Source: “State of Automation 2017”, Sample: Enterprise Buyers = 400
RAGE providers the AI capability, and TandemSeven’s design focus will help to position Genpact as presenting an integrated solution that includes the critical “Triple A Trifecta” building blocks. |
Genpact’s Own Transformation Will Hinge on Its Ability to Sell Its Image As a Digital Consulting Partner
Genpact leadership is ambitious about using its consulting capabilities to enable these transformations; currently, 20% of its revenues is now considered “transformational” consulting, with a goal of making that 40% by 2020. The challenge is the perception of Genpact as an execution partner rather than a consultative and strategic partner with design expertise. As the HfS Buyer’s Guide on Genpact states, the service provider is “perceived as a safe pair of hands, a delivery engine, and known for cost savings of legacy IT. It is less known as a thought leader. Genpact currently lacks the scale and speed with respect to innovation.”
Genpact’s new logo features an animation that rearranges existing fragments to create a capital G. It is symbolic of this journey of integration that the service provider has started, taking stock of its strengths in operations and industry experience and analytics, its acquired capabilities around AI and design, and the needs of the digital market it is hoping to capitalize on. It will take more proof points to see how these capabilities come together consistently across Genpact’s existing client base– with Cora (Genpact’s AI based platform) from a technology standpoint and business-outcome delivery from a performance standpoint.

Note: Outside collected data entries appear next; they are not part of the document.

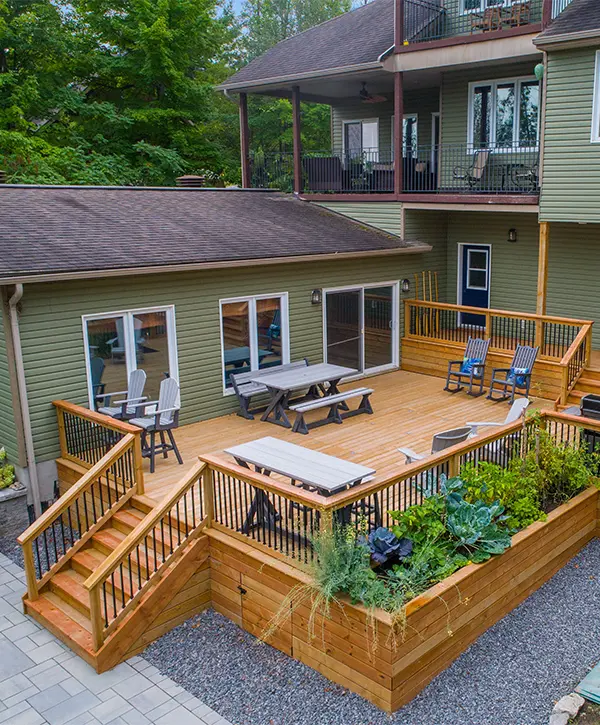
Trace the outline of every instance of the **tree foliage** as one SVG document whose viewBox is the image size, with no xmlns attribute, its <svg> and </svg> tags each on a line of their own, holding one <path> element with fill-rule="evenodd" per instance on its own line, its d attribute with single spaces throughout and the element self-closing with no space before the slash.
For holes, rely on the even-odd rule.
<svg viewBox="0 0 600 725">
<path fill-rule="evenodd" d="M 12 182 L 239 180 L 238 112 L 214 86 L 350 0 L 0 0 L 0 168 Z M 253 145 L 291 146 L 285 99 L 251 99 Z M 303 106 L 306 148 L 329 108 Z"/>
</svg>

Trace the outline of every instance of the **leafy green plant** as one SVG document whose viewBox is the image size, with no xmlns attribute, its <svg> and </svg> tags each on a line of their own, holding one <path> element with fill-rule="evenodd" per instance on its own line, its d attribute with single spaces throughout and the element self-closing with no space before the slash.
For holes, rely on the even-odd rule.
<svg viewBox="0 0 600 725">
<path fill-rule="evenodd" d="M 499 502 L 487 506 L 483 501 L 472 504 L 461 499 L 448 513 L 446 525 L 471 560 L 481 562 L 510 546 L 510 534 L 499 526 L 503 512 Z"/>
<path fill-rule="evenodd" d="M 521 468 L 521 459 L 511 463 L 510 468 L 486 461 L 466 464 L 460 472 L 465 500 L 484 501 L 488 505 L 500 501 L 506 513 L 506 525 L 514 531 L 543 520 L 545 514 L 540 507 L 537 483 L 531 476 L 523 476 Z"/>
<path fill-rule="evenodd" d="M 5 448 L 0 448 L 0 490 L 12 486 L 15 482 L 15 467 L 8 463 Z"/>
</svg>

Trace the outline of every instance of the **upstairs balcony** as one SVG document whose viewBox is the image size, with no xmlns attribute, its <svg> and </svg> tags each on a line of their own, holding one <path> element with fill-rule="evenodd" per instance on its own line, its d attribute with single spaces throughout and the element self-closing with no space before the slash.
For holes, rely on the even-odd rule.
<svg viewBox="0 0 600 725">
<path fill-rule="evenodd" d="M 404 0 L 404 46 L 539 26 L 543 5 L 544 0 Z"/>
<path fill-rule="evenodd" d="M 528 197 L 539 194 L 539 150 L 531 148 L 476 148 L 469 144 L 425 144 L 403 150 L 402 198 L 465 201 L 476 198 Z M 254 153 L 254 188 L 292 191 L 292 153 Z M 312 152 L 302 155 L 301 193 L 312 196 L 393 196 L 395 171 L 392 151 Z"/>
</svg>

Genpact’s focus on specific business challenges in select industries (e.g., claims and underwriting in insurance) is part of this strategy. While many of Genpact’s competitors have sought to broaden their portfolios horizontally and vertically, the 20-year-old service provider has instead decided to double-down on the areas where it has the most expertise and penetration, pursuing acquisitions that complement those areas. With the highly specialized industry challenges that it is focusing on, Genpact stands to potentially alienate some clients with competing business objectives. This further supports feedback HfS often receives from services clients for industry-specific work, who state that their service providers may be “innovating,” but in areas that are not relevant or a priority to them. Genpact will need to balance its investments to tackle the wide range of business challenges that its clients are facing today, especially as it sets itself up to deliver digital consulting.
Bottom Line
These recent acquisitions and messaging are starting points for the work required for the expertise and vision needed to reinvent Genpact’s story. The forthcoming client success stories around tangible digital transformation will make or break Genpact’s ascension from operations into digital consulting and solutions in the next 12 to 18 months.